M81’s halo sheds light on galaxy formation

The most prominent of the galaxy formation models predicts that galaxies are built up from the merging and accretion of many smaller galaxies that orbit within their gravitational sphere of influence.Provided by the Subaru Telescope Facility, Hilo, Hawaii
By | Published: April 26, 2010 | Last updated on May 18, 2023
M81
M81 is one of the brightest galaxies that can be seen from Earth. It is high in the northern sky in the circumpolar constellation Ursa Major.
NASA/ESA/Hubble Heritage Team
April 26, 2010
Observations with Subaru Telescope’s Prime Focus Camera (Suprime-Cam) have revealed an extended structure of the spiral galaxy M81 that may hold a key to understanding the formation of galaxies. This structure could be M81’s halo. Until now, ground-based telescopes have only observed individual stars in the halos around the Milky Way and Andromeda galaxies. Differences in M81’s extended structure from the Milky Way’s halo may point to variations in the formation histories of spiral galaxies.

M81 is one of the largest galaxies in the M81 group, a group of 34 galaxies located toward the constellation Ursa Major. At 11.7 million light-years from Earth, it is one of the closest groups to the Local Group of galaxies that include our own Milky Way. Thanks to its proximity and similarity to the Milky Way, M81 provides an excellent laboratory for testing galaxy formation models.

The most prominent of these models predicts that galaxies are built up from the merging and accretion of many smaller galaxies that orbit within their gravitational sphere of influence. This chaotic, bottom-up growth leaves behind a halo of stars around massive spirals like the Milky Way. Do the findings about M81’s extended structure, possibly its halo, support this view?

True to its promise as an effective tool for the study of galaxy evolution, Subaru’s telescope has provided data to address this question. The enormous light-gathering power of Subaru Telescope’s 8.2-meter primary mirror and the wide field of view of its Suprime-Cam enabled the telescope to provide evidence for a faint, extended structural component beyond M81’s bright optical disk. It probed into space more than 100 times darker than the night sky and imperceptible to the naked eye. The telescope spotted individual stars and gathered enough of them to identify M81’s extended component and analyze its physical properties.

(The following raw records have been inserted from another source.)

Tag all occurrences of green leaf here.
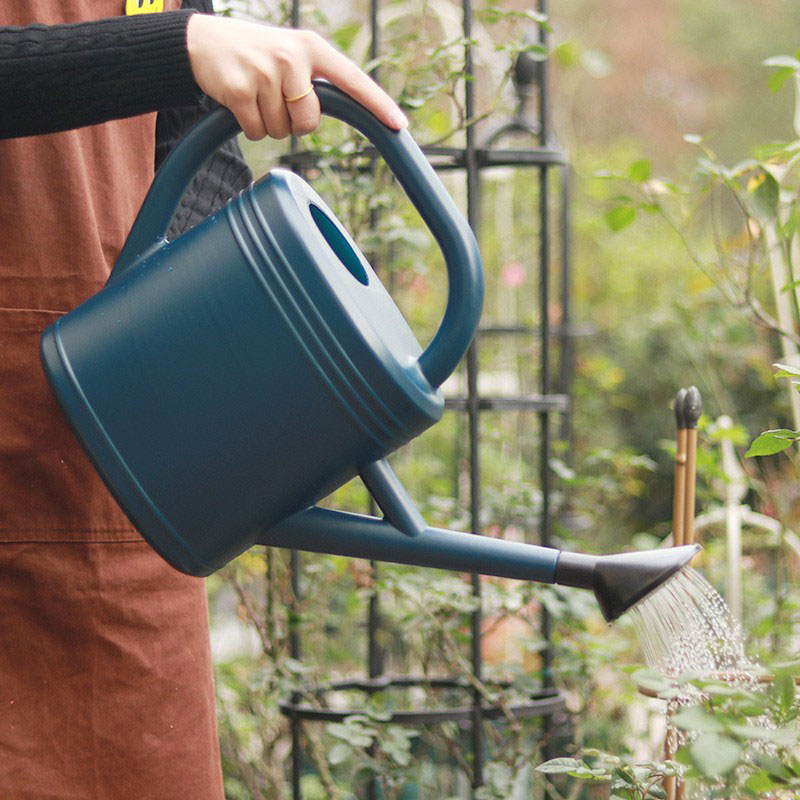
[770,670,797,718]
[767,67,795,93]
[750,172,780,221]
[328,742,350,766]
[606,206,636,231]
[628,158,653,183]
[772,364,800,378]
[745,428,800,458]
[761,56,800,69]
[730,725,798,747]
[536,758,589,775]
[689,733,744,778]
[744,770,776,794]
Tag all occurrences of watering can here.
[41,81,698,619]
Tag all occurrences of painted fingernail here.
[389,110,408,128]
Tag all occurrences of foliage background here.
[209,0,800,798]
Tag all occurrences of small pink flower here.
[500,261,526,289]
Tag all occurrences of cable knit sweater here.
[0,0,252,237]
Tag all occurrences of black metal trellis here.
[281,0,573,800]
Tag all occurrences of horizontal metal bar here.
[478,324,597,337]
[278,145,567,171]
[280,675,565,725]
[444,394,569,412]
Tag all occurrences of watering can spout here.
[555,544,701,622]
[259,507,700,622]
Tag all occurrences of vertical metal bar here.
[289,0,303,800]
[558,164,574,446]
[538,0,553,780]
[289,550,303,800]
[462,0,484,793]
[367,7,383,800]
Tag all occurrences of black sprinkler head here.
[683,386,703,428]
[555,544,701,622]
[673,389,686,430]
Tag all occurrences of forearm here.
[0,11,200,139]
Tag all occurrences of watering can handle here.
[109,80,483,388]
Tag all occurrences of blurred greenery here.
[209,0,800,800]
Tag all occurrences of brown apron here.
[0,0,223,800]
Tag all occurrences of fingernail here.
[389,109,408,128]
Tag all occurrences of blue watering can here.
[41,81,698,619]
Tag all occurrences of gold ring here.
[283,86,314,103]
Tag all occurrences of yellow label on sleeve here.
[125,0,164,17]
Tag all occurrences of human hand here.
[186,14,408,140]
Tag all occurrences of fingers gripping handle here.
[109,81,483,388]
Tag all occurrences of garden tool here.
[41,81,699,619]
[680,386,703,544]
[672,389,686,545]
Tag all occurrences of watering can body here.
[41,82,482,575]
[41,81,699,620]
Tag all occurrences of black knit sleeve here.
[0,10,200,139]
[156,0,253,239]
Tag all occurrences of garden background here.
[208,0,800,800]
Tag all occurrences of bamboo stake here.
[683,386,703,544]
[672,389,686,547]
[662,704,683,800]
[662,389,686,800]
[675,386,703,800]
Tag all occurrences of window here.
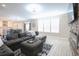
[38,17,59,33]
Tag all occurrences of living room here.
[0,3,78,56]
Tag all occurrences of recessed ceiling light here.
[26,4,42,13]
[2,4,6,7]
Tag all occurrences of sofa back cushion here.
[0,37,4,47]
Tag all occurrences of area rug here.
[14,43,53,56]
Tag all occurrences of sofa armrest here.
[0,44,14,56]
[4,37,30,46]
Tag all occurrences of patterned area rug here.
[14,43,53,56]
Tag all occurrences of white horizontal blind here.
[38,16,59,33]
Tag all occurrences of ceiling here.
[0,3,72,18]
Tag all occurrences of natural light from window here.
[38,16,59,33]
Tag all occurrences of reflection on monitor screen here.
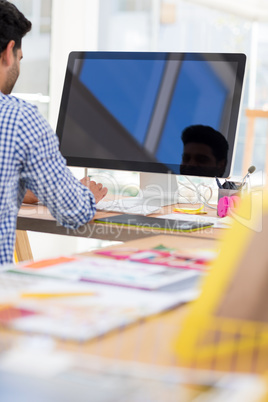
[57,52,246,204]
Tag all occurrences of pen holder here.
[217,188,241,218]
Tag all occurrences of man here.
[180,124,228,177]
[0,0,107,264]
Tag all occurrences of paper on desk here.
[0,273,197,341]
[13,257,201,290]
[158,213,232,229]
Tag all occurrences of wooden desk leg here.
[15,230,33,262]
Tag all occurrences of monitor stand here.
[124,172,178,207]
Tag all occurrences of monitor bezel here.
[56,51,246,177]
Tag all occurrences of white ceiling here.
[185,0,268,21]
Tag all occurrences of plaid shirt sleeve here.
[16,100,96,229]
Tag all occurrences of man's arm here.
[23,177,108,204]
[17,104,107,229]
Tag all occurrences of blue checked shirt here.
[0,92,96,264]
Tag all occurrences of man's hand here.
[80,177,108,203]
[23,190,38,204]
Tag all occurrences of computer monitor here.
[57,51,246,205]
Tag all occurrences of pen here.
[215,177,223,188]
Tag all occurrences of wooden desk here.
[17,205,223,242]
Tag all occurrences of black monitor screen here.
[57,52,246,177]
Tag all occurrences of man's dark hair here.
[181,124,229,161]
[0,0,32,55]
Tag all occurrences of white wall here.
[49,0,99,128]
[28,0,99,259]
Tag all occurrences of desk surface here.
[5,234,268,380]
[17,204,223,242]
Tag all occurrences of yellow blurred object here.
[175,190,268,372]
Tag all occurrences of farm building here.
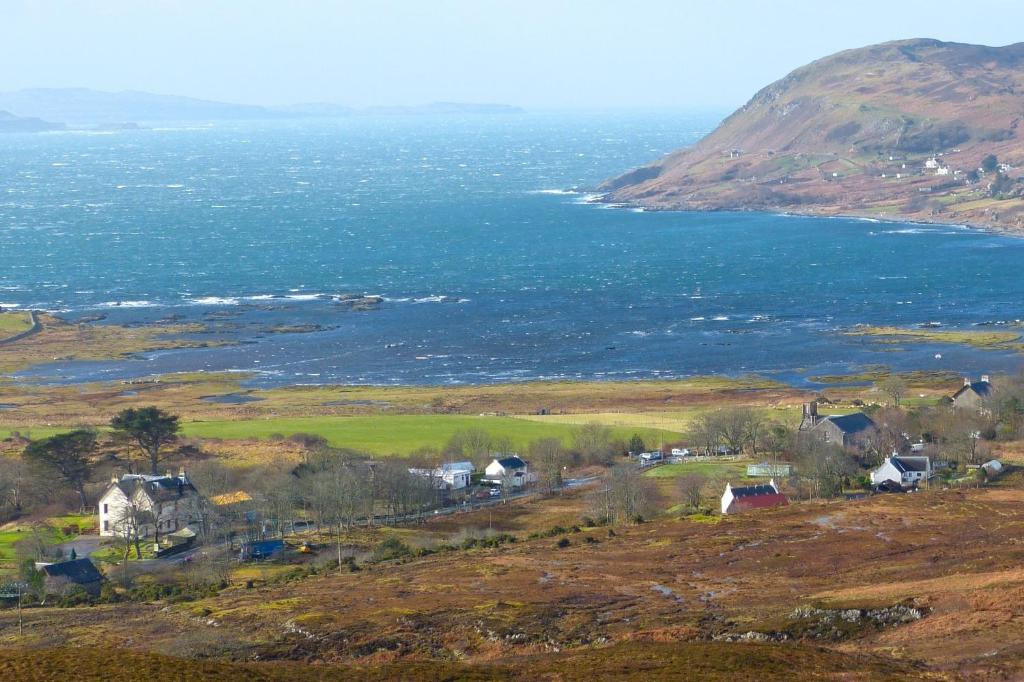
[483,455,527,487]
[409,462,473,491]
[36,557,103,597]
[800,402,877,449]
[871,455,932,487]
[722,478,790,514]
[99,469,200,538]
[952,374,992,412]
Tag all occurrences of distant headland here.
[601,39,1024,235]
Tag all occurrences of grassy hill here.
[603,39,1024,230]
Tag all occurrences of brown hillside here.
[602,39,1024,230]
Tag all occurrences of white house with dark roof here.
[409,462,473,491]
[722,478,790,514]
[98,469,200,538]
[800,402,878,449]
[483,455,528,487]
[871,454,932,487]
[952,374,992,412]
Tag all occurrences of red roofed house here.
[722,478,790,514]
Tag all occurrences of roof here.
[822,412,874,435]
[40,558,103,585]
[889,457,929,473]
[495,455,526,469]
[114,474,197,501]
[441,462,473,473]
[953,381,992,400]
[732,483,778,500]
[732,493,790,511]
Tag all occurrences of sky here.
[0,0,1024,110]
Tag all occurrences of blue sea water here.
[0,113,1024,385]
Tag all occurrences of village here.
[0,366,1024,607]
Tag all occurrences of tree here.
[794,434,855,498]
[111,495,156,561]
[527,438,567,493]
[111,407,181,476]
[676,473,708,509]
[876,374,907,408]
[592,464,657,524]
[630,433,647,455]
[25,429,96,511]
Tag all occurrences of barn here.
[722,478,790,514]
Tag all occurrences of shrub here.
[374,538,412,561]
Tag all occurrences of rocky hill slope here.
[602,39,1024,232]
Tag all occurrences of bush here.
[374,538,412,561]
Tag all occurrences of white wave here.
[528,189,580,197]
[98,301,157,308]
[188,296,239,305]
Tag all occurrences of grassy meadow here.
[182,415,679,456]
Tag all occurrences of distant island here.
[0,111,65,133]
[0,88,522,125]
[601,39,1024,233]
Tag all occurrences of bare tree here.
[592,464,657,524]
[676,473,708,509]
[527,438,567,493]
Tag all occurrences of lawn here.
[182,415,676,456]
[644,461,748,479]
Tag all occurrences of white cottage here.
[409,462,473,491]
[99,469,200,538]
[871,454,932,487]
[483,455,528,487]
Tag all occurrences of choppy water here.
[0,114,1024,384]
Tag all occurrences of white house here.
[871,454,932,487]
[98,469,200,538]
[722,478,790,514]
[409,462,473,491]
[483,455,528,487]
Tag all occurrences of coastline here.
[587,190,1024,239]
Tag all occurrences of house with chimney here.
[952,374,992,412]
[800,401,878,450]
[722,478,790,514]
[98,469,201,542]
[871,453,932,488]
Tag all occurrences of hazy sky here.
[0,0,1024,109]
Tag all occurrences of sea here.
[0,112,1024,386]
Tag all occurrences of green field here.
[182,415,678,455]
[644,462,746,479]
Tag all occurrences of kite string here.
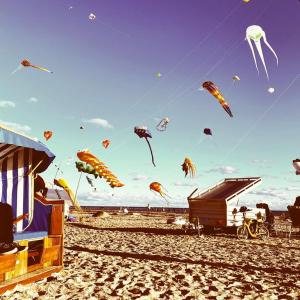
[123,3,241,112]
[222,73,300,164]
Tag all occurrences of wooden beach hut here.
[0,125,64,295]
[188,177,265,229]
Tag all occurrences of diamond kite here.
[181,157,196,177]
[134,126,155,167]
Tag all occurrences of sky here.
[0,0,300,210]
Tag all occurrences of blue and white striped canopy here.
[0,124,55,173]
[0,125,55,232]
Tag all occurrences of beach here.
[2,213,300,300]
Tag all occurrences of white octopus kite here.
[246,25,278,79]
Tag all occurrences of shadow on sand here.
[65,246,299,275]
[68,223,191,235]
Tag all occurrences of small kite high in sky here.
[181,157,196,177]
[232,75,241,82]
[89,13,96,20]
[203,128,212,135]
[293,158,300,175]
[102,140,110,149]
[149,182,171,205]
[245,25,278,79]
[44,130,53,141]
[156,117,170,131]
[202,81,233,117]
[134,126,155,167]
[21,59,53,73]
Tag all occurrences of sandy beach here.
[3,214,300,300]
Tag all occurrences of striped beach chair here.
[0,144,34,232]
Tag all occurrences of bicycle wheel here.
[236,226,248,240]
[257,225,269,240]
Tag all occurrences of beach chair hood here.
[0,125,55,232]
[0,124,55,173]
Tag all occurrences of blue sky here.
[0,0,300,209]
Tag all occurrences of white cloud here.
[83,118,113,128]
[132,174,149,181]
[0,120,31,132]
[0,100,16,107]
[207,166,237,174]
[78,189,188,207]
[251,159,272,168]
[28,97,39,103]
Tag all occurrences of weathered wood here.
[0,266,62,295]
[49,205,64,235]
[41,245,60,264]
[0,254,17,274]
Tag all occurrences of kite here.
[293,158,300,175]
[85,176,96,191]
[203,128,212,135]
[75,161,99,179]
[102,140,110,149]
[77,150,124,188]
[149,182,170,204]
[44,130,53,141]
[134,126,155,167]
[245,25,278,79]
[181,157,196,177]
[202,81,233,117]
[156,117,170,131]
[53,178,82,210]
[89,14,96,20]
[21,59,53,73]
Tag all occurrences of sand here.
[3,214,300,300]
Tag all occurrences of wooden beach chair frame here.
[0,124,64,298]
[0,195,64,295]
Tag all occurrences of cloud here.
[206,166,238,174]
[173,181,197,186]
[83,118,113,128]
[132,174,150,181]
[0,120,31,132]
[0,100,16,107]
[28,97,39,103]
[251,159,272,168]
[78,189,188,207]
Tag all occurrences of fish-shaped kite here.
[21,59,53,73]
[77,150,124,188]
[202,81,233,117]
[181,157,196,177]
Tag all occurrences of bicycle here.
[236,209,269,240]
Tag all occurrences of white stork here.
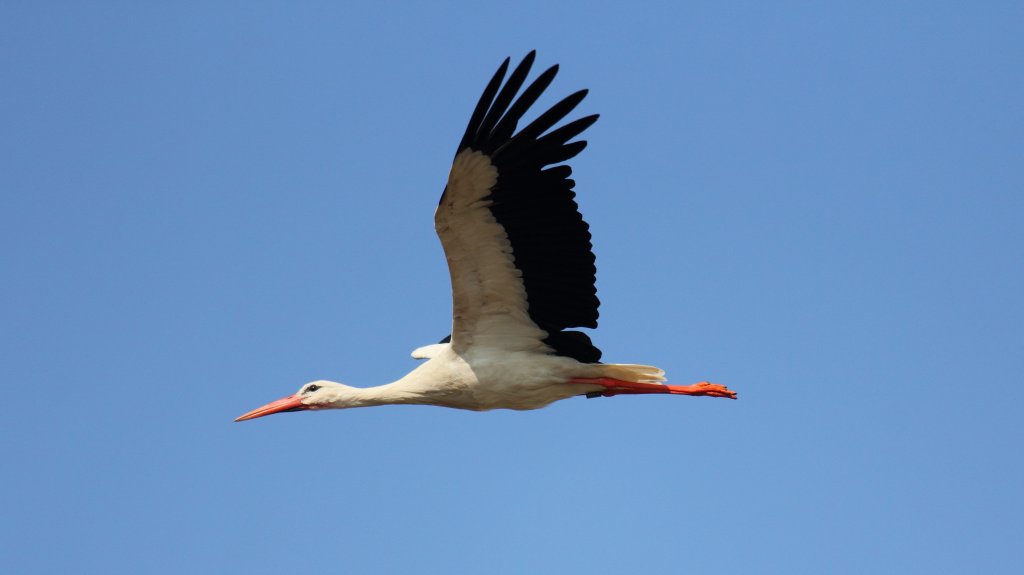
[236,52,736,422]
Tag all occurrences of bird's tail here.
[596,363,665,384]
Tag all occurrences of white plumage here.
[236,52,736,421]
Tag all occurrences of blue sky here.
[0,2,1024,574]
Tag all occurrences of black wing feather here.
[458,52,601,363]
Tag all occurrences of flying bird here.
[236,52,736,422]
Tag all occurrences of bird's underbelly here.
[419,352,600,411]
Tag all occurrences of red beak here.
[234,395,308,422]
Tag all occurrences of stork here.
[236,52,736,422]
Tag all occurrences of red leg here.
[569,378,736,399]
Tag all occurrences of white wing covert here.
[434,52,601,363]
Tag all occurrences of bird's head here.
[234,380,352,422]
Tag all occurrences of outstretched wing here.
[434,52,601,362]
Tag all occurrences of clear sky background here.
[0,1,1024,574]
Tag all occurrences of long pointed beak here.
[234,395,308,422]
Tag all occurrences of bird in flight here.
[236,52,736,422]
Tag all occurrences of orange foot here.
[569,378,736,399]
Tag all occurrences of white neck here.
[322,380,431,409]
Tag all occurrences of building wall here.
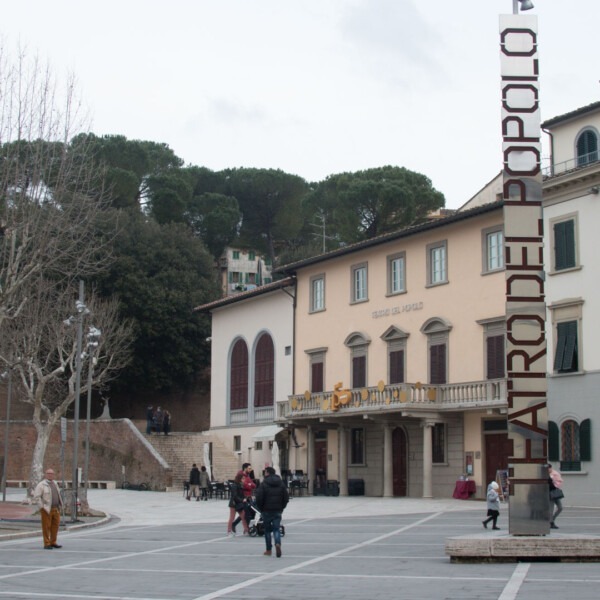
[544,110,600,507]
[294,210,505,394]
[210,288,294,466]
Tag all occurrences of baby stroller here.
[246,499,285,537]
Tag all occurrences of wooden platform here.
[446,532,600,562]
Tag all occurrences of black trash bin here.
[348,479,365,496]
[326,479,340,496]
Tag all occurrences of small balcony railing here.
[542,151,600,179]
[277,379,508,419]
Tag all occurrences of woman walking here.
[548,465,565,529]
[227,471,248,537]
[482,481,500,529]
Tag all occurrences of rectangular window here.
[431,423,446,464]
[388,252,406,295]
[485,334,505,379]
[352,264,368,302]
[427,242,448,285]
[350,428,365,465]
[484,230,504,273]
[429,344,446,384]
[310,275,325,312]
[389,350,404,383]
[552,219,577,271]
[310,359,323,394]
[352,355,367,388]
[554,321,579,373]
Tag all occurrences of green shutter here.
[579,419,592,460]
[548,421,560,462]
[554,219,575,271]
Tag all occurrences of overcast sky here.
[0,0,600,208]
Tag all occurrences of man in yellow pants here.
[33,468,62,550]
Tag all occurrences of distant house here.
[218,247,273,296]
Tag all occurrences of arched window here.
[548,419,592,471]
[577,129,598,167]
[254,333,275,406]
[229,340,248,410]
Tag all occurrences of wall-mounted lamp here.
[513,0,533,15]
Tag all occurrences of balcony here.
[542,152,600,181]
[277,379,508,421]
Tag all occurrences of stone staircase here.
[144,432,240,489]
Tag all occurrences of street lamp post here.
[2,365,12,502]
[83,326,101,490]
[68,281,90,523]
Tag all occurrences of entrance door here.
[482,433,513,490]
[392,427,408,496]
[314,440,327,494]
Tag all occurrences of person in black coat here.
[187,463,200,500]
[256,467,290,558]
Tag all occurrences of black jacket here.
[190,467,200,485]
[256,475,290,512]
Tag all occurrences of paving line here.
[498,563,531,600]
[194,512,444,600]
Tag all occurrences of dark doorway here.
[314,440,327,494]
[392,427,408,496]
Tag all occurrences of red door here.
[392,427,408,496]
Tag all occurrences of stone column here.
[338,427,348,496]
[383,424,394,498]
[421,420,435,498]
[306,425,315,494]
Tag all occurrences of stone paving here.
[0,490,600,600]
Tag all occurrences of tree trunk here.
[27,418,54,498]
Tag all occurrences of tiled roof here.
[273,201,503,275]
[193,277,294,312]
[542,102,600,128]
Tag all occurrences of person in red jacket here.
[233,463,256,535]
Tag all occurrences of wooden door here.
[313,440,327,490]
[392,427,408,496]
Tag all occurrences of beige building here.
[276,202,509,497]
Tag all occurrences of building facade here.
[542,102,600,506]
[277,202,509,497]
[195,278,295,478]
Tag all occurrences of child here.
[482,481,500,529]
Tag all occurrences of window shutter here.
[352,356,367,388]
[554,219,575,271]
[548,421,560,462]
[311,362,323,393]
[429,344,446,384]
[486,335,504,379]
[390,350,404,383]
[579,419,592,460]
[554,321,579,373]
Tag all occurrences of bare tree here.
[0,46,110,330]
[0,278,133,493]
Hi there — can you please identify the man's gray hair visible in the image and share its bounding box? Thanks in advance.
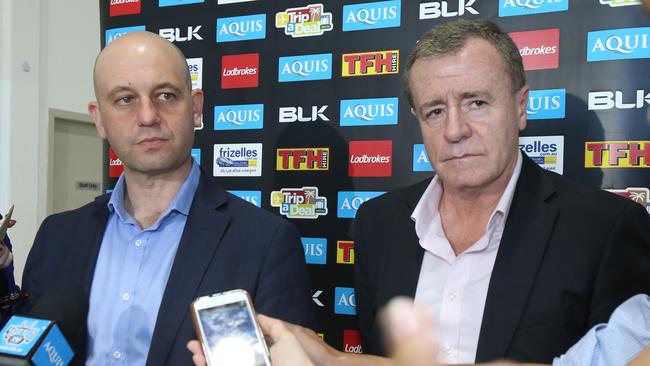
[404,20,526,107]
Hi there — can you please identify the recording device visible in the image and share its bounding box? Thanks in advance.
[0,286,88,366]
[190,290,271,366]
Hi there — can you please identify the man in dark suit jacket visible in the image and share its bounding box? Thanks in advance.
[354,21,650,363]
[23,32,313,365]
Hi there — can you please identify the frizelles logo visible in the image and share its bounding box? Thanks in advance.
[343,0,402,32]
[275,147,330,170]
[213,144,262,177]
[587,27,650,62]
[108,0,142,17]
[217,14,266,43]
[278,53,332,83]
[508,28,560,70]
[105,25,145,46]
[300,237,327,264]
[341,50,399,77]
[585,141,650,168]
[275,4,334,38]
[499,0,569,17]
[336,191,385,219]
[214,104,264,131]
[413,144,433,172]
[336,240,354,264]
[228,190,262,207]
[340,98,399,126]
[158,0,205,8]
[271,187,327,219]
[348,140,393,177]
[526,89,566,120]
[108,147,124,178]
[519,136,564,174]
[221,53,260,89]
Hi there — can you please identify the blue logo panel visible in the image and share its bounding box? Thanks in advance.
[340,98,399,126]
[106,25,145,46]
[278,53,332,83]
[587,27,650,62]
[214,104,264,131]
[334,287,357,315]
[300,238,327,264]
[336,191,385,219]
[526,89,566,119]
[413,144,433,172]
[499,0,569,17]
[216,14,266,42]
[228,191,262,207]
[343,0,401,32]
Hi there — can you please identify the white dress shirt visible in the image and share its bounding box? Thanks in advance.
[411,152,522,363]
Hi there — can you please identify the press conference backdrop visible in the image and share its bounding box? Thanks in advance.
[100,0,650,352]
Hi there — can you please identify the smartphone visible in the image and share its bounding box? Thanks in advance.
[190,290,271,366]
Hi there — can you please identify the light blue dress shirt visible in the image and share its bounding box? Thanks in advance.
[86,163,200,365]
[553,294,650,366]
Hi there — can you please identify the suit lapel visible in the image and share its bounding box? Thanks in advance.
[147,173,230,365]
[476,155,558,362]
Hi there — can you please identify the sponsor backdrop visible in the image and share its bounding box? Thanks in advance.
[100,0,650,352]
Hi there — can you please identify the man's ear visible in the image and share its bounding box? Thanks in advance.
[88,101,106,139]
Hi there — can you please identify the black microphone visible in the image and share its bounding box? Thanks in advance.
[0,286,88,366]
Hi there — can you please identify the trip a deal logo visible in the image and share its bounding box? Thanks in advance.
[108,0,142,17]
[341,50,399,77]
[105,25,145,46]
[519,136,564,174]
[585,141,650,168]
[499,0,569,17]
[275,4,334,38]
[217,14,266,43]
[343,0,401,32]
[221,53,260,89]
[278,53,332,83]
[271,187,327,219]
[348,140,393,177]
[508,28,560,70]
[276,147,330,170]
[587,27,650,62]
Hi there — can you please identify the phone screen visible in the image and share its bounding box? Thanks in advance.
[198,301,266,366]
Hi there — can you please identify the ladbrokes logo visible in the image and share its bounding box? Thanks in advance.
[509,28,560,70]
[342,50,399,77]
[343,0,402,32]
[108,0,141,17]
[585,141,650,168]
[271,187,327,219]
[275,4,334,38]
[348,140,393,177]
[275,147,330,170]
[499,0,569,17]
[519,136,564,174]
[213,144,262,177]
[588,90,650,111]
[336,240,354,264]
[343,329,363,353]
[217,14,266,43]
[221,53,260,89]
[108,147,124,178]
[587,27,650,62]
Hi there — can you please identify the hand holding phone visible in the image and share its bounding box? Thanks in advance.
[190,290,271,366]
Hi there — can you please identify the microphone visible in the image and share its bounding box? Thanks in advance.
[0,286,88,366]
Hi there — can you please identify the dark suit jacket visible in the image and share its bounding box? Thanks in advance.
[23,174,314,366]
[354,156,650,363]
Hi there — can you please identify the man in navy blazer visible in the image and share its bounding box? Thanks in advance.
[23,32,313,365]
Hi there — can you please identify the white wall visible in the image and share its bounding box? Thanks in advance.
[0,0,100,280]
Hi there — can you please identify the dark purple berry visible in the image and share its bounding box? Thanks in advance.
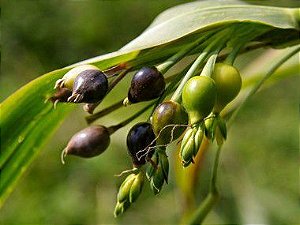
[63,126,110,161]
[49,88,72,104]
[127,122,155,167]
[68,70,108,103]
[128,67,166,103]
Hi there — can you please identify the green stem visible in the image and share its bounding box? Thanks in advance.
[171,28,232,102]
[157,30,216,74]
[228,45,300,126]
[187,46,300,224]
[85,100,123,124]
[83,68,131,114]
[108,102,155,134]
[200,48,221,77]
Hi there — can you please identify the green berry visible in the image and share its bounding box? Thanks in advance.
[211,63,242,113]
[182,76,217,124]
[151,101,188,144]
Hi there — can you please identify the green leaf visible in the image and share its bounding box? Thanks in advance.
[122,1,299,50]
[0,1,299,206]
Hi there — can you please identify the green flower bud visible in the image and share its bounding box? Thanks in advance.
[158,151,169,183]
[129,172,144,203]
[117,174,135,202]
[217,116,227,140]
[114,201,130,217]
[150,165,165,195]
[180,123,204,167]
[204,113,217,141]
[180,128,197,167]
[194,124,204,157]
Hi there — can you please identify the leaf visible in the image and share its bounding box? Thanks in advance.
[0,1,299,206]
[122,1,299,50]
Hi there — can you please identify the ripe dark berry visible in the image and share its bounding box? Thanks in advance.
[63,126,110,158]
[128,67,166,103]
[68,70,108,103]
[127,122,155,167]
[54,65,99,90]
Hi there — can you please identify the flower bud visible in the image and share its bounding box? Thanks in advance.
[129,172,145,203]
[117,174,135,202]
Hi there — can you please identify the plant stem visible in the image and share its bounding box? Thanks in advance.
[171,28,231,102]
[83,68,131,114]
[157,30,216,74]
[187,46,300,224]
[200,48,221,77]
[228,45,300,126]
[85,100,123,124]
[108,102,155,134]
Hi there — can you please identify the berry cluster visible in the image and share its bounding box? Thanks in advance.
[50,25,242,216]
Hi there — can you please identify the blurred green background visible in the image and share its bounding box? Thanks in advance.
[0,0,300,224]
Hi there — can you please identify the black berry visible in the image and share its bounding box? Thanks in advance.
[63,126,110,158]
[68,70,108,103]
[128,67,166,103]
[127,122,155,167]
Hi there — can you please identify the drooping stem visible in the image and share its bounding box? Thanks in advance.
[157,30,220,74]
[187,46,300,225]
[200,48,221,77]
[85,100,123,124]
[227,45,300,127]
[83,68,131,114]
[108,102,155,134]
[171,27,231,102]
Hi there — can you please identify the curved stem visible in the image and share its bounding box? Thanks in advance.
[228,45,300,126]
[171,27,232,102]
[200,48,221,77]
[83,68,131,114]
[157,30,217,74]
[108,102,155,134]
[187,46,300,224]
[85,100,123,124]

The results defy exact classification of the extended structure as a halo. Although the spatial distribution of its stars resembles the Milky Way’s halo, M81’s halo differs from the Milky Way’s in other respects. Measurements of the total light from all of its stars and analysis of their colors point to estimates that M81’s halo could be several times brighter and contain more processed materials, nearly twice as much mass in the form of metals — all elements heavier than helium — than the Milky Way’s halo.

These differences prompt some fascinating questions. Do we need to expand our definition of a halo? Does this structure have a very different formation history than the Milky Way’s halo? Did these differences arise because M81 cannibalized more or different kinds of small galaxies in the past than the Milky Way did? Regardless of the answers to these queries, the results of this research contribute to the growing body of evidence that the outer structures of apparently similar galaxies are much more important and complex than astronomers have previously thought.